张:还有一个非常有意思的事情,最近我请了一些常人,一些支持大法的常人和我一起编舞,我深有感触,大法改变人心的潜移默化作用。有一个独舞演员跳新疆舞时就想到了用“肚皮舞”的动作,我就说,这个不是很健康,她马上就取消了。上次7.20我跳的扇子舞,她们也参与了编舞,比如加進一些敦煌的东西,我在排练扇子舞的过程中,我体悟到了女性的美是柔,如何体现呢?这也的确是修出来的,因为你内心深处是善的、纯净的,那么你的舞姿和动作的韵律就是美的,当然加上外形的训练,那种美与柔和是从内心流出来的。

王:我有体会,上次看你跳的“莲花颂”就觉得那种表现是你的内心淌出来的,很美好的。

张:后来当我看录像时发现有的动作在编的时候没有呀,怎么表演的时候有了呢?

王:是不是因为完全放下自我时就有了一种如意发挥的感觉了。

张:是,都是师父给的。舞蹈是一种无声的语言,我悟到柔中的美,这种东西不是做出来的,有了内涵才有表现,不是模仿,是自然的流露。不是为表现而表现,动作是外形、是壳,真正赋予其意义的一个人的内心的东西,外在的形要有“神”才能活起来,才生动。

王:我看过一些常人的舞蹈,很难有感觉,觉得要么就是太夸张、造作,或者是表现的东西不自然,没有内涵。看过你跳的“莲花颂”,我的确感受到了一种很纯净的美,象一股清流淌过,被一种氛围所溶化,尤其是当我知道了你的年龄,真让我吃惊了。真感到今天我们所作的一切都是不断破除观念的过程。

张:修炼确实要不断地升华,当达到一个境界,对自己又有了一个更高的要求,在常人社会吧,修炼也是反反复复,心也有不稳的时候,那次在日内瓦演出,那关过得…… 服装改来改去,乐曲带子找不到了,很多都乱了套,我后来看演出之后的录像,自己都看不下去了。

王:发生什么了?

张:那个阶段我常常听到别人的评论,一些话使我动了心。比如吧,“女人35岁以后就不应该上台了”,“谁喜欢看老太婆跳舞”。我开始时那种纯净的感觉又不知哪儿去了,后来我向内找,知道了自己应该处处时时都在法上,如果是在证实法就对了,心就不会不稳了。也不会患得患失了。

王:我发现一个很有意思的过程,我们回到2001年底,那时大法弟子的音乐、舞蹈等艺术创作刚刚开始,对我们的要求就是必须先把常人时的东西倒出去,创作大法弟子的音乐、舞蹈,那时咱的起点就是在那儿,首先就是破除自己的观念,倒掉旧的不好的东西。

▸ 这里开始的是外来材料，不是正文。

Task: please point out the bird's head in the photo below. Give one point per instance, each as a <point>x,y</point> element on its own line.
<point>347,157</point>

张:对,那时绝对应该那样。我们必须走过那样一个过程,放下自我、放下“过去”,经过一年多的实践和锤炼,现在我们也明白了,常人社会过去的一些经典作品我们仍可以选用...

王:但我们已经是站在不同的基点上了,表现上也被我们在证实法的过程中赋予了新的内涵進去,大法是圆容的。

张:是这样,一开始就上常人的东西我们很难走过来了,就走不出来了,因为这过程是我们证实法和修炼的过程。

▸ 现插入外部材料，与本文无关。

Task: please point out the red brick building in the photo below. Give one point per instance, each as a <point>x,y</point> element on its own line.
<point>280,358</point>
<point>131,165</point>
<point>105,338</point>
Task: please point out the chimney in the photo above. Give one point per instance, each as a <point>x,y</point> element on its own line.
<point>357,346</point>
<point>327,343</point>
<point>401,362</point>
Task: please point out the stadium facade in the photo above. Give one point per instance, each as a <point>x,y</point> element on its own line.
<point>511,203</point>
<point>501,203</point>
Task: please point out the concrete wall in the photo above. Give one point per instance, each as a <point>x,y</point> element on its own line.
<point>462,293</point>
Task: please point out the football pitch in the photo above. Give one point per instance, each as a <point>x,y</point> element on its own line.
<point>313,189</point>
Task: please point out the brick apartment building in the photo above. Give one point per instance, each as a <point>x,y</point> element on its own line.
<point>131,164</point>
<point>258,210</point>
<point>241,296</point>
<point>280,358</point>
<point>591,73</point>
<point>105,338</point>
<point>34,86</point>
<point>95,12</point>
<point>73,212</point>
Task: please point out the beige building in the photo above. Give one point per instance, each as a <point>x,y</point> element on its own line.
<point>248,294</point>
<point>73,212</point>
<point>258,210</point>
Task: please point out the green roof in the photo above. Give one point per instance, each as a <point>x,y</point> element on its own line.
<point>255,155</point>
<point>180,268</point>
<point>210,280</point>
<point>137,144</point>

王:作为一个大法弟子、专业的舞蹈家,谈谈你的舞蹈在常人中又是怎样的一种反映吧。

张:总的来说反馈相当好。当然开始喜欢用我的年龄来说明问题,但后来我认识到不能局限在这一点上。

王:是,我也听说过个别不修炼的常人舞蹈家也有过到老时仍跳舞的奇迹。

张:后来我就想我就是纯纯净净用舞蹈这种无声的语言带给他们大法的美好,让他们感受到修大法的人都那么善、那么好。以后就不大再用年龄来说明问题了,因为总觉得不那么正,有点“哗众取宠”那么点意思。我们用正念、很纯正地展示大法的美好就行了。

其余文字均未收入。